Wenn ja, wie bemerkt MainActivity, dass _jetzt _was gesendet wurde,
also das Problem, dass die Antwort zu einem unbestimmten Zeitpunkt eintrifft.
Und wie wird das abgefangen?

Oder sind Broadcast-Intents was andres?
(dann muss ich dazu erste mal googlen und lesen)


----------



## schlingel (16. Okt 2012)

> dann muss ich dazu erste mal googlen und lesen


Immer gescheiter wenn man sich nicht sicher ist ;-)

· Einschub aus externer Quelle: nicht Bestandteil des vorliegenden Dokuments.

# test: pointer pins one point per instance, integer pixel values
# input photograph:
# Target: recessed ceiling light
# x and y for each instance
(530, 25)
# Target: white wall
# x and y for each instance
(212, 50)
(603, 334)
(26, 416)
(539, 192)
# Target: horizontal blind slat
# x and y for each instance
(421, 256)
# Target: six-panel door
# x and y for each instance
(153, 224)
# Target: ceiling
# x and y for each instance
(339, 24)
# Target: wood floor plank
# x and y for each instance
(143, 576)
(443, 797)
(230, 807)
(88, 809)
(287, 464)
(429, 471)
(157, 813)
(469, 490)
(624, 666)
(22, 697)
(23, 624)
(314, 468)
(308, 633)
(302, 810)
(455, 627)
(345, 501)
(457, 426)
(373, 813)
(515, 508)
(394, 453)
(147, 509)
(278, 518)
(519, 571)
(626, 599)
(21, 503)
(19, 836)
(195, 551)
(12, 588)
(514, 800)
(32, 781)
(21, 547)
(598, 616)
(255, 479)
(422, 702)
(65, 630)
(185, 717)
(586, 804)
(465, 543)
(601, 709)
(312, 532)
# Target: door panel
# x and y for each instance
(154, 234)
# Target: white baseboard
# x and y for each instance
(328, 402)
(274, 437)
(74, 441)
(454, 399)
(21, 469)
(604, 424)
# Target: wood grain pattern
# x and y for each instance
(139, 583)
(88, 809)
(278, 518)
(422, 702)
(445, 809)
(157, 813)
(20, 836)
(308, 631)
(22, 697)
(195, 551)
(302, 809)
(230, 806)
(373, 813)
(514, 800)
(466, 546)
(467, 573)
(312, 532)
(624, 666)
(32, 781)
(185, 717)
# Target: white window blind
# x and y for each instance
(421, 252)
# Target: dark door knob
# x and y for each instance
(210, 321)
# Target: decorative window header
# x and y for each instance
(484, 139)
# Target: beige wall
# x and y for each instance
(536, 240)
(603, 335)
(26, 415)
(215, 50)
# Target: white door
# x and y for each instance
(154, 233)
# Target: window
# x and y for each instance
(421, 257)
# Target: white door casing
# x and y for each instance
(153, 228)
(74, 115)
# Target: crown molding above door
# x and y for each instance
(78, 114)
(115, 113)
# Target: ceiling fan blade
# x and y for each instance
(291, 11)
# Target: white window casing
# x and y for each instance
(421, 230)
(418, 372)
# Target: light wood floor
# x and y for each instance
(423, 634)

Das sind spezielle Intents die man mittels BroadcastReceiver empfangen kann. Dazu muss man dem Intent anstatt einer Klasse eine bestimmte Action mitgeben auf die der BroadcastReceiver horcht.

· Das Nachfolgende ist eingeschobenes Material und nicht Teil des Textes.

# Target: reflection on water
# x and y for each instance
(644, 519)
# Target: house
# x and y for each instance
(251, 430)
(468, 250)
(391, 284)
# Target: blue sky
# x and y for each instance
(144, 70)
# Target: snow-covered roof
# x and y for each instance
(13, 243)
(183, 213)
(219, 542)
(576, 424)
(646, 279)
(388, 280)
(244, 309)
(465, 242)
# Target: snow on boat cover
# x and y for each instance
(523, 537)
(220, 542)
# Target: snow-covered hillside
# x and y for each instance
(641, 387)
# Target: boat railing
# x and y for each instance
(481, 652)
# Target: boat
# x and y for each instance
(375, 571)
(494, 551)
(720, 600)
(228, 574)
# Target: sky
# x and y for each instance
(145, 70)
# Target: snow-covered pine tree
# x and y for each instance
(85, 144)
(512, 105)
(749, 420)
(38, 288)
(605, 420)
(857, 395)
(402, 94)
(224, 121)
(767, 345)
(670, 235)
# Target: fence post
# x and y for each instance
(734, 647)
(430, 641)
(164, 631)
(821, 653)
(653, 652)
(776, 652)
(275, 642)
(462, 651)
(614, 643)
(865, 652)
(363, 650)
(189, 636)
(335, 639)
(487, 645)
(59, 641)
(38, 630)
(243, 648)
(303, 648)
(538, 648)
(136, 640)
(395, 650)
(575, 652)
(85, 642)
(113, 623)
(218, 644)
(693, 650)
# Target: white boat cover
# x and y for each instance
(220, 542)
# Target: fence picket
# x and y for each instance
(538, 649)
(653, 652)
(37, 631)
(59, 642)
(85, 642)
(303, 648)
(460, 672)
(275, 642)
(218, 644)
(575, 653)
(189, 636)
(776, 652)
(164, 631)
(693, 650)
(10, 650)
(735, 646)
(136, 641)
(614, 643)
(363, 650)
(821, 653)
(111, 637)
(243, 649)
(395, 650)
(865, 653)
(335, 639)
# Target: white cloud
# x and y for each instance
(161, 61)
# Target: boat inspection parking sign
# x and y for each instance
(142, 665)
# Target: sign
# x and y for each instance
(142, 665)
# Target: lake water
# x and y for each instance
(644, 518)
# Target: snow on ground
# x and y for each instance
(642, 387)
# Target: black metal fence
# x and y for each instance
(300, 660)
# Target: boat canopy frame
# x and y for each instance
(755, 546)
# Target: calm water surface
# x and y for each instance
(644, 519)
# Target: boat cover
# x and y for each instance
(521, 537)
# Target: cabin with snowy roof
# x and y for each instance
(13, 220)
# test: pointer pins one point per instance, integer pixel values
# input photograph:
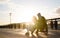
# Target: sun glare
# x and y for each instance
(25, 15)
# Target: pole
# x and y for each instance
(10, 17)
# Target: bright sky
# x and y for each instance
(23, 10)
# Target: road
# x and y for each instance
(18, 33)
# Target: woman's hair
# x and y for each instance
(38, 14)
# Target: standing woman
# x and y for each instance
(41, 24)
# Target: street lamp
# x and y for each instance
(10, 17)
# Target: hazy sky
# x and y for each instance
(23, 10)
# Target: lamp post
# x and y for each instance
(10, 17)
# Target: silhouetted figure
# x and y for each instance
(51, 24)
(41, 24)
(55, 24)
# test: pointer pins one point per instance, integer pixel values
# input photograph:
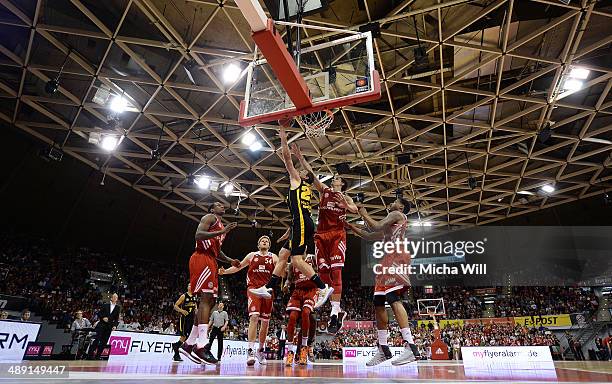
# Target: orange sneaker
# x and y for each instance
(304, 355)
(289, 359)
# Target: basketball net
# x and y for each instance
(316, 123)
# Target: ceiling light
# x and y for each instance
(248, 138)
(548, 188)
(256, 146)
(572, 85)
(203, 182)
(109, 143)
(118, 104)
(231, 73)
(579, 73)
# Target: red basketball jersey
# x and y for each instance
(331, 216)
(260, 270)
(300, 280)
(212, 245)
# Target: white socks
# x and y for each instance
(382, 337)
(407, 335)
(203, 337)
(335, 308)
(193, 335)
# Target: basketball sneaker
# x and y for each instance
(303, 355)
(204, 355)
(262, 291)
(311, 354)
(324, 294)
(289, 359)
(250, 358)
(383, 354)
(261, 357)
(186, 350)
(406, 357)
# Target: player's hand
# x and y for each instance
(229, 227)
(296, 150)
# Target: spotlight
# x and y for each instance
(231, 73)
(203, 182)
(572, 85)
(548, 188)
(248, 138)
(256, 146)
(118, 104)
(472, 183)
(109, 143)
(544, 134)
(360, 197)
(579, 73)
(52, 86)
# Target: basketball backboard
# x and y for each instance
(337, 73)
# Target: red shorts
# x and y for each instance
(302, 298)
(330, 247)
(203, 273)
(389, 281)
(259, 306)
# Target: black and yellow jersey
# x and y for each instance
(189, 304)
(298, 199)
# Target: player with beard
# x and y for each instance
(389, 287)
(261, 264)
(330, 238)
(302, 229)
(203, 278)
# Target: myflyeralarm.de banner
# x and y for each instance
(359, 355)
(505, 356)
(154, 346)
(14, 338)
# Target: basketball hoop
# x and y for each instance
(315, 123)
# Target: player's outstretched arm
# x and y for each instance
(177, 305)
(366, 235)
(294, 175)
(295, 149)
(243, 263)
(203, 233)
(224, 258)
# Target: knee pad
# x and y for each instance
(336, 277)
(392, 297)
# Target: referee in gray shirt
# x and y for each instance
(217, 325)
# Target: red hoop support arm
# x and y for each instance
(273, 48)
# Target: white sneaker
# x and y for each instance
(406, 357)
(381, 356)
(261, 358)
(250, 358)
(262, 291)
(324, 294)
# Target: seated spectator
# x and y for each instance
(80, 322)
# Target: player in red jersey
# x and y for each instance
(261, 264)
(388, 287)
(203, 278)
(330, 238)
(301, 302)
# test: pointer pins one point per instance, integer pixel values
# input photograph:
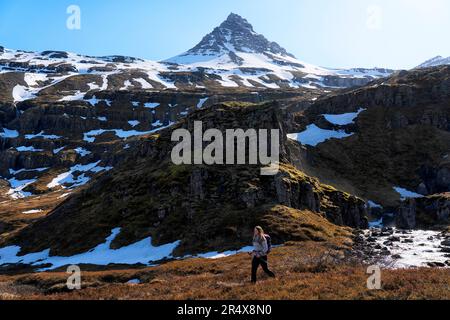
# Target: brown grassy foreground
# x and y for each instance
(305, 271)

Außerdem sendet man diese mittels sendBroadcast.


----------



## Gast2 (17. Okt 2012)

schlingel hat gesagt.:


> Immer gescheiter wenn man sich nicht sicher ist ;-)
> Das sind spezielle Intents die man mittels BroadcastReceiver empfangen kann.



Leider habe ich nichts wirklich Gutes im Internet dazu gefunden.
Die Seiten, welche BroadcastReceiver beschreiben halten sich entweder mit den absoluten Grundlagen auf (Empfangen von Broadcasts) bzw. sind ab irgendeinen Punkt falsch oder nicht mehr nachvollziehbar.

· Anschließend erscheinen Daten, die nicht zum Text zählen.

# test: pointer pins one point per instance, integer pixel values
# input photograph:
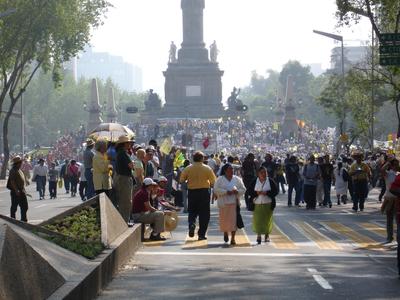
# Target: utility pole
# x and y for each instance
(372, 89)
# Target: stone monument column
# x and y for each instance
(193, 46)
(289, 126)
(112, 113)
(94, 108)
(193, 85)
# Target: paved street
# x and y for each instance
(39, 210)
(323, 254)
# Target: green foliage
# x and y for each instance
(53, 111)
(82, 231)
(261, 95)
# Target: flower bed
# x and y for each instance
(79, 233)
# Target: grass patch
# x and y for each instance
(82, 232)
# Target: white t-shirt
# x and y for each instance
(262, 187)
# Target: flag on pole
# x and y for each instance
(206, 143)
(166, 145)
(179, 159)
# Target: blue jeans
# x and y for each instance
(41, 185)
(360, 192)
(90, 192)
(296, 188)
(398, 248)
(327, 192)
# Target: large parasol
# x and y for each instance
(110, 132)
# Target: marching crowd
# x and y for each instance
(145, 183)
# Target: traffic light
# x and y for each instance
(242, 108)
(132, 109)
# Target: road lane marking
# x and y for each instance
(242, 240)
(320, 280)
(149, 243)
(248, 254)
(39, 206)
(280, 240)
(35, 221)
(361, 240)
(194, 243)
(374, 228)
(322, 241)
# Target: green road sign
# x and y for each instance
(389, 50)
(390, 37)
(389, 61)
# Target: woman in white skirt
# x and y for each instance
(341, 183)
(229, 189)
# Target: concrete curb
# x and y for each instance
(84, 278)
(106, 267)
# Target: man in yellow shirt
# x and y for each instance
(360, 174)
(199, 178)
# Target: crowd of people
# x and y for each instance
(145, 181)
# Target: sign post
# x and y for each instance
(389, 49)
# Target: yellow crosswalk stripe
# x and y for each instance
(318, 238)
(374, 228)
(149, 243)
(194, 243)
(362, 240)
(242, 240)
(280, 240)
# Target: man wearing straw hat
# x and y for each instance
(360, 174)
(88, 155)
(16, 184)
(123, 181)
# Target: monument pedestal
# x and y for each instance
(193, 85)
(193, 91)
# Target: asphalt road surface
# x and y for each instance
(323, 254)
(39, 210)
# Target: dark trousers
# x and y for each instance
(90, 192)
(398, 243)
(390, 215)
(170, 178)
(74, 186)
(67, 184)
(41, 185)
(82, 189)
(310, 196)
(360, 192)
(383, 191)
(20, 201)
(296, 187)
(107, 192)
(199, 206)
(247, 183)
(327, 192)
(53, 189)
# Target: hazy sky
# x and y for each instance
(251, 35)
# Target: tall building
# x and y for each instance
(103, 65)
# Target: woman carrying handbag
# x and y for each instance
(229, 188)
(265, 204)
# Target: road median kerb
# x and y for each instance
(83, 278)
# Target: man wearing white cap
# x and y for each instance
(144, 212)
(16, 184)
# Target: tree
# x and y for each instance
(40, 34)
(384, 16)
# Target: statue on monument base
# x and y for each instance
(172, 53)
(233, 101)
(153, 102)
(214, 52)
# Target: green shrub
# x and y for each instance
(82, 231)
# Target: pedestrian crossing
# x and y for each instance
(295, 235)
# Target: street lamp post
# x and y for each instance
(340, 39)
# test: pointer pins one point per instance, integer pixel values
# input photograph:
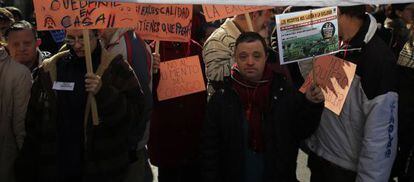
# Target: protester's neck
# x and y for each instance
(352, 29)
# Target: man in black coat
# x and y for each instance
(255, 120)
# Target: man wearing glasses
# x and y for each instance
(62, 144)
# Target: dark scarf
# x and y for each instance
(255, 100)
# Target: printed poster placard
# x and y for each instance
(165, 22)
(217, 12)
(334, 76)
(307, 34)
(180, 77)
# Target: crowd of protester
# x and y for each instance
(248, 125)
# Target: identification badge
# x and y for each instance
(64, 86)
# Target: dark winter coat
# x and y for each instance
(291, 118)
(105, 151)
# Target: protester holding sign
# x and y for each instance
(176, 122)
(62, 144)
(127, 43)
(360, 143)
(15, 84)
(219, 47)
(255, 120)
(404, 165)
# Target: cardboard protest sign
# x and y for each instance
(334, 76)
(164, 22)
(306, 34)
(180, 77)
(152, 22)
(76, 14)
(217, 12)
(273, 2)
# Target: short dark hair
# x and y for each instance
(353, 11)
(19, 26)
(247, 37)
(17, 14)
(5, 15)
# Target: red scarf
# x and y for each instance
(255, 100)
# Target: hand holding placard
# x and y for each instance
(334, 76)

Gibt es Empfehlungen für Tutorials oder passende Beispiele zum Thema BroadcastReceiver?

Mein Ziel:
Von einer Activity eine Klasse starten,
darin läuft ein SensorEventListener und die Werte werden ausgewertet
(soll später mal zu einer Bibliothek werden),
in einer zeitlich unbestimmten Situation (z.B. es ist hell)
soll ein Wert resultActivity gegeben werden.

Ich würde mich freuen, wenn jemand Hilfe zu dem Thema hätte!

Danke!
Frank


----------



## schlingel (17. Okt 2012)

Es ist ja bei BroadcastReceiver bzw. BroadcastIntents keine großartige Magie dabei. Es gibt zwei verschiedene Modi:
1. Du registrierst einen Empfänger im Manifest. Dieser Empfänger wird vom System gestartet ohne dass du etwas dazu tun muss.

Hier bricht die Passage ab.